From the threat of planetary devastation to the collapse of the Bush Doctrine, from the tenuous nonproliferation movement the obstacles to disarmament, the head of the Ploughshares Fund delineates current trends and shows progressives how to organize for a safe, sane nuclear policy.
Cirincione's momentum: "I was assigned nuclear issues in 1985 when I joined the professional staff of the House Armed Services Committee. I was appalled by the waste, irrationality, and planetary threat these weapons represent."
Melissa Bradley-Burns is a Senior Strategist for Green For All. Her primary role is leading the Capital Access Program - working to provide human, social and financial capital to entrepreneurs and businesses in an effort to create, scale and sustain green jobs.
Bradley-Burns currently serves as an Advisor to Renewal 2 Investment Fund and holds board positions with Georgetown University Board of Governors, Green America, the Tides Network and the Tides Foundation. Bradley-Burns holds a Bachelor of Science degree in Finance from Georgetown University and a Master's in Business Administration in Marketing from American University.
Joseph Cirincione is President of Ploughshares Fund, a global security foundation. He has served as Vice President at the Center for American Progress and Director for Nonproliferation at the Carnegie Endowment for International Peace.
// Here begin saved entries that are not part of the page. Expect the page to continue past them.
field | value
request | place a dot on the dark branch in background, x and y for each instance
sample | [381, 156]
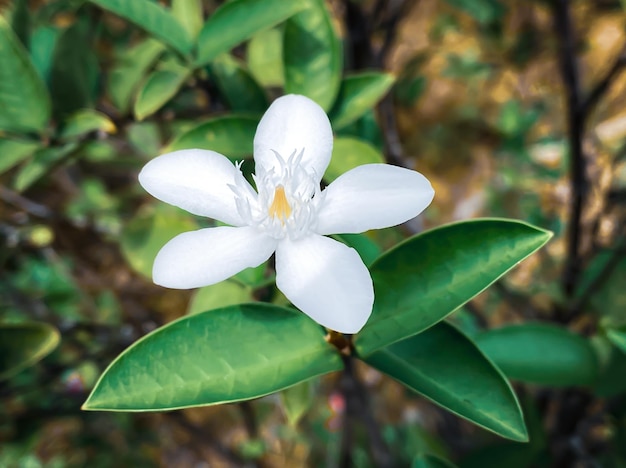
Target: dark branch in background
[357, 407]
[575, 127]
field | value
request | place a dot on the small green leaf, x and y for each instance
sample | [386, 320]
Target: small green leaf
[130, 69]
[349, 153]
[230, 135]
[85, 121]
[24, 344]
[44, 161]
[189, 14]
[220, 356]
[150, 230]
[12, 152]
[238, 20]
[237, 86]
[265, 57]
[431, 461]
[541, 353]
[444, 366]
[297, 400]
[312, 55]
[618, 338]
[152, 17]
[358, 94]
[24, 100]
[158, 89]
[427, 277]
[219, 295]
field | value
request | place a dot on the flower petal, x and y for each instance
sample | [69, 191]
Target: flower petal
[372, 196]
[197, 181]
[291, 124]
[326, 280]
[208, 256]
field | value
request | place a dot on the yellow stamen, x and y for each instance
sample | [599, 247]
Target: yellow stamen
[280, 206]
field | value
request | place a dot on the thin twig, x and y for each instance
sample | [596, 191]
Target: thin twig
[575, 123]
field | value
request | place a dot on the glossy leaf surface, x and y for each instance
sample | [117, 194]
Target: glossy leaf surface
[24, 100]
[152, 17]
[238, 20]
[24, 344]
[358, 94]
[444, 366]
[312, 55]
[230, 135]
[231, 354]
[427, 277]
[541, 353]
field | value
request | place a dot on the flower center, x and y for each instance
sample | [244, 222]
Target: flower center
[280, 206]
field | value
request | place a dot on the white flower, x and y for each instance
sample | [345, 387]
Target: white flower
[287, 214]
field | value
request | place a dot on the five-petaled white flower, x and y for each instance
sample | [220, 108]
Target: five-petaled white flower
[287, 214]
He is the author of Bomb Scare: The History and Future of Nuclear Weapons and Deadly Arsenals: Nuclear, Biological and Chemical Threats. He teaches at the graduate School of Foreign Service at Georgetown University. Cirincione worked for nine years in the U.S. House of Representatives on the professional staff of the Committee on Armed Services and the Committee on Government Operations. He is the author of hundreds of articles on nuclear weapons issues, the producer of two DVDs, a frequent commentator in the media, and he appeared in the film, Why We Fight.
He has held positions at the Henry L. Stimson Center, the U.S. Information Agency, and the Center for Strategic and International Studies. He is a member of the Council on Foreign Relations.